Price-Whelan is a research fellow at the Flatiron Institute’s Center for Computational Astrophysics in New York City. Before joining the Flatiron Institute in 2019, he was a Lyman J. Spitzer Jr. postdoctoral fellow at Princeton University. He received his Ph.D. in astronomy from Columbia University in 2016.
The prize announcement notes that “Price-Whelan’s innovative use of advanced statistical analysis and computational techniques has unlocked one of the biggest mysteries of the universe — dark matter. Utilizing satellite data to analyze the motions of stars throughout the outer regions of the Milky Way, Price-Whelan’s work has provided the first clear evidence of dark matter substructure in the outskirts of our galaxy.”

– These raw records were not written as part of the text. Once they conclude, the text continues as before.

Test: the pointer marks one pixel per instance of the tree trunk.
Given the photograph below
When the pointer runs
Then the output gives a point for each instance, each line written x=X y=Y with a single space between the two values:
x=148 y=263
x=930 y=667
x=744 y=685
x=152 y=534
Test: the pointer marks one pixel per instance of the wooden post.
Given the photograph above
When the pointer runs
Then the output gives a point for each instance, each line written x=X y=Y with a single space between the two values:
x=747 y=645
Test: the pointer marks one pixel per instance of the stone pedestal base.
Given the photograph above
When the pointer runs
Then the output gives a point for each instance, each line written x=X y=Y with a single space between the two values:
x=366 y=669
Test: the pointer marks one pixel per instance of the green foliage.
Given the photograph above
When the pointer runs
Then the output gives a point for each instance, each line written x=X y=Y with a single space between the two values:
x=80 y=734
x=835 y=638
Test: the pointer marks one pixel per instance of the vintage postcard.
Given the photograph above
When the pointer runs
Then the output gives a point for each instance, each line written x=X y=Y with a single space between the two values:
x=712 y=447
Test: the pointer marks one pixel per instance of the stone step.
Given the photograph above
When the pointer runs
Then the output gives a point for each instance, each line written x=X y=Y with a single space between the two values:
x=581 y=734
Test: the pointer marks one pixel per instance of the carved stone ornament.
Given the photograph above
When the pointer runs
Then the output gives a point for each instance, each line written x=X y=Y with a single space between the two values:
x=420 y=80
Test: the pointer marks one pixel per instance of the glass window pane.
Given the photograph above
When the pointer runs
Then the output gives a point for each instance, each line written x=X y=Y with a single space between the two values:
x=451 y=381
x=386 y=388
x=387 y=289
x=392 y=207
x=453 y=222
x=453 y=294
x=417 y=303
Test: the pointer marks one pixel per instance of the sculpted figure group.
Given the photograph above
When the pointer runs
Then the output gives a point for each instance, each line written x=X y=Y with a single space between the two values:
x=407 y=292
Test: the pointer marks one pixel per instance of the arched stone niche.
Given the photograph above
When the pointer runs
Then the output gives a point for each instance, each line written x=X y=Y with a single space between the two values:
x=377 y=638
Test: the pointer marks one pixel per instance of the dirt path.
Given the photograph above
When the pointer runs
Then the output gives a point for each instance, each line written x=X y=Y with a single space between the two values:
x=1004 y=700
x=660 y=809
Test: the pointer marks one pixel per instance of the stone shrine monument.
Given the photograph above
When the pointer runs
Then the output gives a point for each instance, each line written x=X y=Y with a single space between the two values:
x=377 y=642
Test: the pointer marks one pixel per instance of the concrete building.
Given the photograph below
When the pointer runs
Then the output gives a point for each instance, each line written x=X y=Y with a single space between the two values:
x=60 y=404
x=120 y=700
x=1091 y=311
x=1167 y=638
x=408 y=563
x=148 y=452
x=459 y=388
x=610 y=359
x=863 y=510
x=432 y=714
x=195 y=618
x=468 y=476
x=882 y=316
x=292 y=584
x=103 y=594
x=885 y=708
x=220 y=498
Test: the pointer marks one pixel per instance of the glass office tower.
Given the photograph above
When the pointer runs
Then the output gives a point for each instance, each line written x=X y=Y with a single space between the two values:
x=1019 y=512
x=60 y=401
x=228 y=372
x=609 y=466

That evidence came in 2018 while Price-Whelan and his colleagues were analyzing newly released data from the European Space Agency’s Gaia spacecraft. They noticed a strange string of stars on the outskirts of our galaxy. A gap in the chain suggested that something had knocked the stars out of alignment. Upon further investigation reported in The Astrophysical Journal in 2019, the researchers concluded that the culprit was probably a dense patch of dark matter. The finding suggested that dark matter can form small clumps, an unprecedented insight into the nature of the invisible dark matter that makes up most of the Milky Way’s mass.
Price-Whelan will be honored alongside other 2020 and 2021 Blavatnik Regional Award winners and finalists on September 27, 2021, at the American Museum of Natural History in New York.